The USDA is simply unwilling to license them to market their meat with misleading scientific claims.
Doesn't sound so ridiculous anymore, does it?
Of course, not everybody checked further before calling shenanigans.
UPDATE: Nosey Online responds with a different take, though I think he's missing the point with this....
So it has nothing to do with certifying all animals are safe. Only that some scientists came to the conclusion that young animals do no need to be tested. That is what Mr. Henke claims is not "scientifically warranted."
Why not test all animals? I'm sure that old cattle aren't the only ones we need to be worried about. Why not? Well, perhaps because young cattle show no testable evidence of mad-cow disease. (that's not my opinion, by the way) So, no amount of "testing" would indicate danger.

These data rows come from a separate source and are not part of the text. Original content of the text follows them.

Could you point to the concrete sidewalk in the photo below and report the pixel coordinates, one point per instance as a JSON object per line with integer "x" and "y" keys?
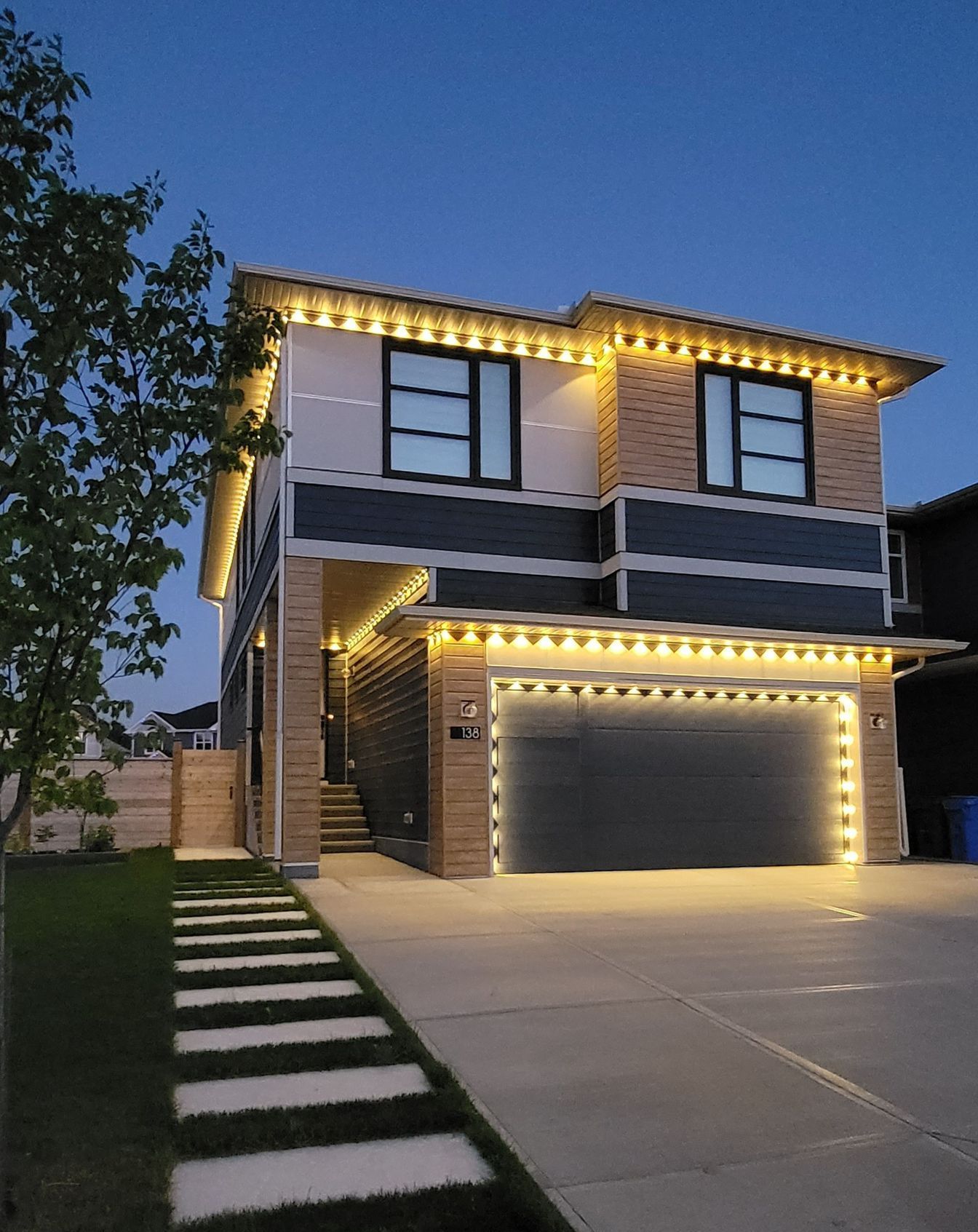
{"x": 688, "y": 1051}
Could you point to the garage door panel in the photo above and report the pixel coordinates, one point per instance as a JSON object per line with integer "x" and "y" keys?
{"x": 709, "y": 753}
{"x": 649, "y": 782}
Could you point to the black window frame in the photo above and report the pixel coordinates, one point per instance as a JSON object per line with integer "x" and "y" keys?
{"x": 736, "y": 376}
{"x": 902, "y": 557}
{"x": 474, "y": 357}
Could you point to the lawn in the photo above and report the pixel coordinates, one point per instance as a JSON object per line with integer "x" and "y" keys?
{"x": 90, "y": 1047}
{"x": 92, "y": 1071}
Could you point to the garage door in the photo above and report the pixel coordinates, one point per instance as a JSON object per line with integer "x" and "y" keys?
{"x": 597, "y": 782}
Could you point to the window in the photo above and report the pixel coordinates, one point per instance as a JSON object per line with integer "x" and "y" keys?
{"x": 755, "y": 434}
{"x": 897, "y": 549}
{"x": 451, "y": 417}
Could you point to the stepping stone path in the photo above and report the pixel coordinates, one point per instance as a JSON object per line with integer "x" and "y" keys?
{"x": 279, "y": 971}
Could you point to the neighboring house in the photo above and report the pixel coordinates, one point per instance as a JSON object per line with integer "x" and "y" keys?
{"x": 601, "y": 588}
{"x": 156, "y": 734}
{"x": 934, "y": 570}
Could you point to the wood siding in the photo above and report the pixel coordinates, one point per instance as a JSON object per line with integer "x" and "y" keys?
{"x": 389, "y": 734}
{"x": 269, "y": 726}
{"x": 207, "y": 812}
{"x": 657, "y": 421}
{"x": 608, "y": 434}
{"x": 878, "y": 746}
{"x": 458, "y": 824}
{"x": 301, "y": 632}
{"x": 848, "y": 453}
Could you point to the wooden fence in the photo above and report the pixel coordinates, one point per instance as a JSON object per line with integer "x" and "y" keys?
{"x": 195, "y": 800}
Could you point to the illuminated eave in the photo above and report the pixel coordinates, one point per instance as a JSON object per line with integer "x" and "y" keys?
{"x": 424, "y": 620}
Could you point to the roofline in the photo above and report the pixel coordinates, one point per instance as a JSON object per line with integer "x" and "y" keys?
{"x": 576, "y": 313}
{"x": 606, "y": 300}
{"x": 624, "y": 625}
{"x": 329, "y": 281}
{"x": 940, "y": 504}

Yet, the marketing campaign would claim they had "tested negative for Mad-Cow"....a misleading claim, which implies safety when safety has not been verified.
He also calls us "conservatives" - not in a particularly complimentary way -,"idiots", and says we've left out an important part of the story - though, even that part of the story only indicates that the USDA has approved some BSE rapid-testing kits. Not, as was the case with Creekstone, the license to use those rapid-test kits to market beef - including underage cattle - as "safe".
Conservatives? I suppose he hasn't read QandO, or he'd know we're fairly equal opportunity libertarians. However, judge for yourself.